Continuous or categorical variables at baseline were presented as mean (SD), median (interquartile range), or number (percentage). Baseline differences between participants with lacunar and nonlacunar AIS were evaluated using analysis of variance, χ² test, or Wilcoxon signed-rank test, as appropriate. Associations of lacunar AIS with 90-day function, safety, and other secondary outcomes were estimated in logistic regression models with adjustment for randomized treatment and key prognostic covariates (age, sex, ethnicity, baseline NIHSS score, time from symptom onset to randomization, premorbid function [mRS score 0 or 1], prior use of antithrombotic agents, history of diabetes or cardiovascular disease, and assigned to intensive blood pressure–lowering group). The treatment effect of low- vs standard-dose alteplase was determined in logistic regression models and the heterogeneity of alteplase dose effect across participants with lacunar and nonlacunar AIS was estimated by adding an interaction term to statistical models. Proportional odds regression models were used to analyze ordinal mRS scores. The primary analyses pertain to participants with definite/probable lacunar and nonlacunar AIS after excluding those with a possible diagnostic classification. Sensitivity analyses of the treatment effects of low- vs standard-dose alteplase were performed in participants with definite lacunar/nonlacunar AIS and in all participants with possible lacunar/nonlacunar AIS. We also performed an exploratory analysis of the treatment effects in a subset of lacunar AIS identified at baseline (infarct size ≤15 mm and no adjudicated LVO). Data were reported as odds ratios (ORs) and 95% confidence intervals (CIs) and a 2-sided p < 0.05 was considered statistically significant.
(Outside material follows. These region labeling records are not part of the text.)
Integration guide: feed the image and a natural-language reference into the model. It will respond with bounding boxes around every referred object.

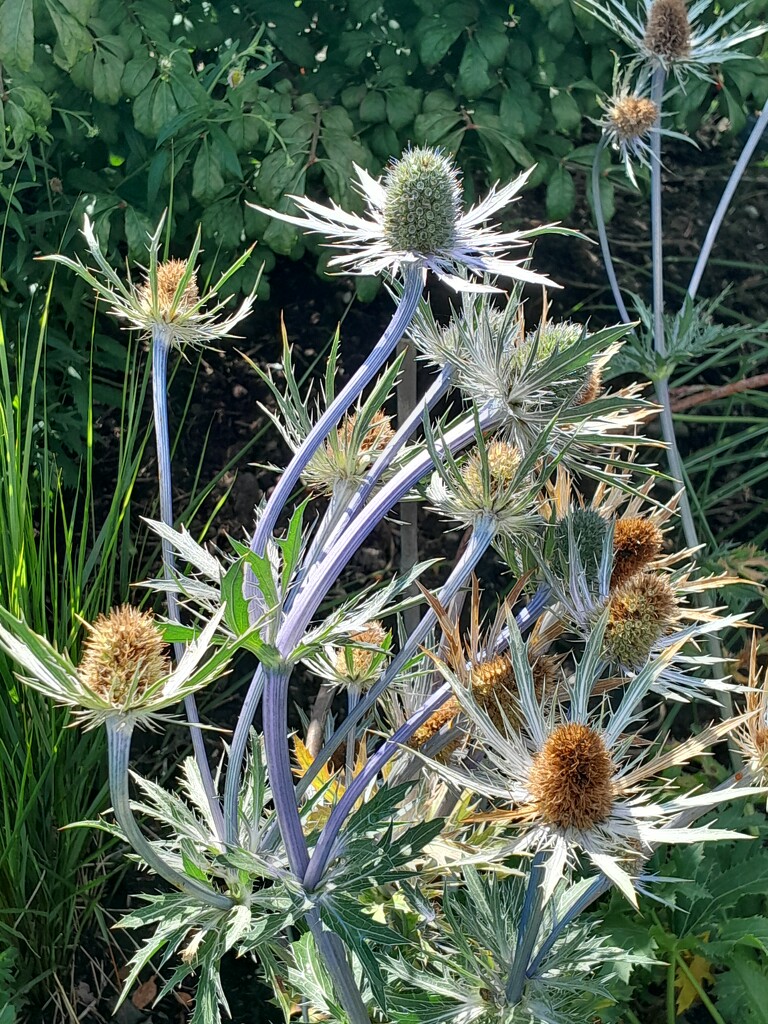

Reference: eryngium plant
[0,146,764,1024]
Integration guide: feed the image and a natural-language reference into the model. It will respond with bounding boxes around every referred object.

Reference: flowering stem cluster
[0,132,768,1024]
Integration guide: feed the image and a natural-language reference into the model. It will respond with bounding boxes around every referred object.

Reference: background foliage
[0,0,768,1024]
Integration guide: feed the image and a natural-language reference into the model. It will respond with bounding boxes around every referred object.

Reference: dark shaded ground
[70,136,768,1024]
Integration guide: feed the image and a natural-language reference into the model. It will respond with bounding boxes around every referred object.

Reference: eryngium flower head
[78,604,171,707]
[302,411,394,495]
[594,61,695,186]
[43,215,256,348]
[0,605,232,728]
[333,622,392,688]
[410,295,649,472]
[582,0,768,83]
[249,148,558,291]
[427,439,539,537]
[423,613,755,903]
[605,572,678,669]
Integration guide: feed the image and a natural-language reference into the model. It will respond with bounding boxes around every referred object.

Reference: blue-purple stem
[592,135,630,324]
[506,851,547,1007]
[106,718,234,910]
[688,102,768,299]
[251,260,423,554]
[224,395,500,843]
[152,325,224,841]
[304,518,496,891]
[224,368,453,844]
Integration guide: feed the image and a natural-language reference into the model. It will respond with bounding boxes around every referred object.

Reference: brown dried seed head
[336,622,387,682]
[608,96,658,142]
[643,0,690,60]
[605,572,677,669]
[138,259,200,319]
[79,604,171,705]
[610,516,663,590]
[408,697,461,751]
[573,369,603,406]
[528,722,615,829]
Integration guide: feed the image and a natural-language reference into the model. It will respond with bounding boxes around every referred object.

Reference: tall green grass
[0,276,148,1020]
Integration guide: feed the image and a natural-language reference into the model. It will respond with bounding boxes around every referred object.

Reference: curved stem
[688,102,768,299]
[592,135,631,324]
[506,851,546,1007]
[301,520,495,890]
[263,668,309,879]
[304,683,452,892]
[152,324,224,840]
[106,718,236,910]
[251,260,423,554]
[296,512,493,797]
[224,367,460,844]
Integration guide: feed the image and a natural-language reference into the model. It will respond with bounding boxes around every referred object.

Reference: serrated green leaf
[459,39,490,99]
[45,0,93,68]
[0,0,35,71]
[193,138,225,203]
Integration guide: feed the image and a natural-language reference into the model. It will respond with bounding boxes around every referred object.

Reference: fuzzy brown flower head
[384,150,461,255]
[528,722,614,829]
[573,367,603,406]
[462,441,520,497]
[80,604,171,705]
[138,259,200,323]
[610,516,663,590]
[336,622,388,683]
[606,96,658,143]
[643,0,690,60]
[605,572,677,669]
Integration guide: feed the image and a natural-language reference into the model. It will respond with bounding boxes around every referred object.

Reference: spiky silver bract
[581,0,768,84]
[254,148,559,291]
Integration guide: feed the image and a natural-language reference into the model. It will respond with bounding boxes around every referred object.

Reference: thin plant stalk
[650,74,736,720]
[688,102,768,299]
[251,260,423,554]
[592,135,631,324]
[224,395,500,843]
[152,325,224,840]
[106,718,234,910]
[650,74,698,548]
[506,851,545,1007]
[397,339,419,633]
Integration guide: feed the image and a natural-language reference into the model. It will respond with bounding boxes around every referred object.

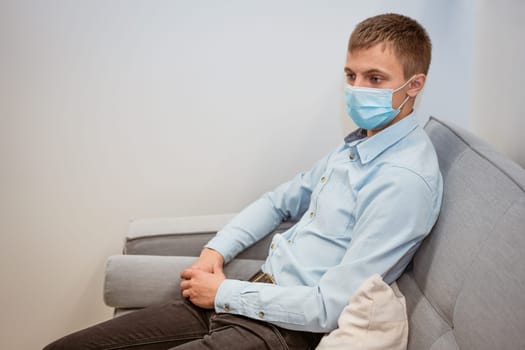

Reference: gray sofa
[104,118,525,350]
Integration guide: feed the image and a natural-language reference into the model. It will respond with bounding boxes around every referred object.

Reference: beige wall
[0,0,523,349]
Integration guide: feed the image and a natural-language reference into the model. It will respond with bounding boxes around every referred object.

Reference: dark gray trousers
[44,301,322,350]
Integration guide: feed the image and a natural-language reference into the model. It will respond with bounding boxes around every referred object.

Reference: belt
[249,270,277,284]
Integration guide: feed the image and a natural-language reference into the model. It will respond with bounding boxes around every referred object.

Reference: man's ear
[407,73,427,98]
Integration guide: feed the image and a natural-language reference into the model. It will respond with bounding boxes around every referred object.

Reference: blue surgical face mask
[345,78,412,130]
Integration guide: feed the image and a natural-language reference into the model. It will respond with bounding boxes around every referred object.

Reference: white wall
[0,0,523,349]
[471,0,525,167]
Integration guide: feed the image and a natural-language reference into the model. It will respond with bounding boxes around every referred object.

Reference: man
[44,14,442,349]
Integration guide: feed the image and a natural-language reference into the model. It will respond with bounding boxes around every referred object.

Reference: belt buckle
[250,271,276,284]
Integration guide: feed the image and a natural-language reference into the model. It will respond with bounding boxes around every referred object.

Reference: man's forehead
[345,43,403,74]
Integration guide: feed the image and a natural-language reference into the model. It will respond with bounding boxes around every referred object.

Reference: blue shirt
[206,115,443,332]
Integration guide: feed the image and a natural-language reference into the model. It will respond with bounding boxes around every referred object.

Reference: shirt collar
[345,114,418,164]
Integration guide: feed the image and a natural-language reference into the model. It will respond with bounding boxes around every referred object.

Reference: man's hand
[191,248,224,273]
[180,263,226,309]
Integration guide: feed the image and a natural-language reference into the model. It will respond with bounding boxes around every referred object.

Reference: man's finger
[180,267,195,280]
[180,280,190,290]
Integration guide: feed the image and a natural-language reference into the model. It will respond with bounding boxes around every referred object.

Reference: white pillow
[316,274,408,350]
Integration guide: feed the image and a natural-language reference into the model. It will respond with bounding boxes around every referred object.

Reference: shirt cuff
[215,279,250,314]
[204,236,242,264]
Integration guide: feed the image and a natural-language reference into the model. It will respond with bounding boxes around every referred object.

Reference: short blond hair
[348,13,432,79]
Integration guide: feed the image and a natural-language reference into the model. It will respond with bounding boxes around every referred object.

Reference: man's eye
[346,73,355,81]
All analyses were performed using SAS version 7.1 and Stata version 12.0.

Data Availability

Additional methods (I and II) and data (supplementary tables 1–3) are available from Dryad (doi.org/10.5061/dryad.t1g1jwt0s). Individual de-identified participant data used in this analysis will be shared by request from any qualified investigator via the Research Office of The George Institute for Global Health.